Open Source

Hugging Face's Reachy Mini goes fully local for voice agents

No cloud needed: Reachy Mini now runs local voice conversations

Deep Dive

Hugging Face's Andi and team have shipped a fully local voice experience for Reachy Mini, their open-source robotic platform. The announcement, shared via a blog post and demo video, details how the robot can now process voice commands and responses entirely on-device — no cloud calls required. The setup uses a local AI pipeline for speech-to-text, conversational AI, and text-to-speech, all running on a computer connected to Reachy Mini. The team also outlines how developers can adapt the stack for other robots or voice agent projects, making it a flexible blueprint for edge AI deployments.
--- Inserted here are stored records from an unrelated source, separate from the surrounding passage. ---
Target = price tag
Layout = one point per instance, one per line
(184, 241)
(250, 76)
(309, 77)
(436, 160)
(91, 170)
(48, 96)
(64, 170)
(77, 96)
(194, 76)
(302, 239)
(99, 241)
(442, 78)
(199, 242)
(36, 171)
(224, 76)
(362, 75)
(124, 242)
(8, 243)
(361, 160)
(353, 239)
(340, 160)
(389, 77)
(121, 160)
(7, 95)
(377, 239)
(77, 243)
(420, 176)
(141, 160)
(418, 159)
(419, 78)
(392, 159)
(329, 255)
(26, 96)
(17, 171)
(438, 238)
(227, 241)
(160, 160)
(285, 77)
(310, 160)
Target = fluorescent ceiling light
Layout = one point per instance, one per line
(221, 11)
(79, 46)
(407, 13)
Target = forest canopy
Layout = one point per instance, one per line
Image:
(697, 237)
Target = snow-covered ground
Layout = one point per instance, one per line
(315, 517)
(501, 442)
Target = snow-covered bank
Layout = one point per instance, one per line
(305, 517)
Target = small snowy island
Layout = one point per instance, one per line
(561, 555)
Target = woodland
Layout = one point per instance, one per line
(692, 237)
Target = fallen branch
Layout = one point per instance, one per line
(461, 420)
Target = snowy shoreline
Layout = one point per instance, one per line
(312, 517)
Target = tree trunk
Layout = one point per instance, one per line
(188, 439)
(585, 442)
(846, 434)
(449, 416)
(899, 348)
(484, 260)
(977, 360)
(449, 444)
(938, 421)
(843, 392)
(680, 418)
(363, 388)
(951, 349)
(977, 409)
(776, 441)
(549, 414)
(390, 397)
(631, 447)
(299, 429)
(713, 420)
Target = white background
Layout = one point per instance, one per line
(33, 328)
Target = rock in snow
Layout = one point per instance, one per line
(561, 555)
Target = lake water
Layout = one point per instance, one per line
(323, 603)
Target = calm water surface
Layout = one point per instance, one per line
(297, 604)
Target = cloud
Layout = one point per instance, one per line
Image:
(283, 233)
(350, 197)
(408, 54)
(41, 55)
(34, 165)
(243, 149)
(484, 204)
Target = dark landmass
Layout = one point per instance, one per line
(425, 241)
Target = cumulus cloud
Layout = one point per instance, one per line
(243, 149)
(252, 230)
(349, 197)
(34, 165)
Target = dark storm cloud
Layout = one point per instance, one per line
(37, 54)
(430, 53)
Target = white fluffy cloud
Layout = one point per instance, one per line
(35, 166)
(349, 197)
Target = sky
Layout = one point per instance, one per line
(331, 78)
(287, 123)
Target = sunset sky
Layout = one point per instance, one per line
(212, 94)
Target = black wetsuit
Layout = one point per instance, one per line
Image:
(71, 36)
The move addresses a key pain point in robotics: latency and privacy concerns tied to cloud-dependent voice assistants. By running everything locally, Reachy Mini can respond faster and work offline, opening doors for sensitive environments like healthcare, education, and home automation. Hugging Face's blog includes step-by-step instructions and code modifications for different use cases — from customer-facing kiosks to personal assistants. While the specific models used aren't named, the approach leverages Hugging Face's ecosystem for modular, local AI inference.

Key Points
  • Reachy Mini now supports fully local voice conversations without cloud dependency.
  • Hugging Face published a step-by-step blog with setup and customization for diverse use cases.
  • The framework can serve as a general roadmap for building local voice agents on other platforms.

Why It Matters

Enables private, low-latency voice AI on edge devices, reducing cloud costs and latency.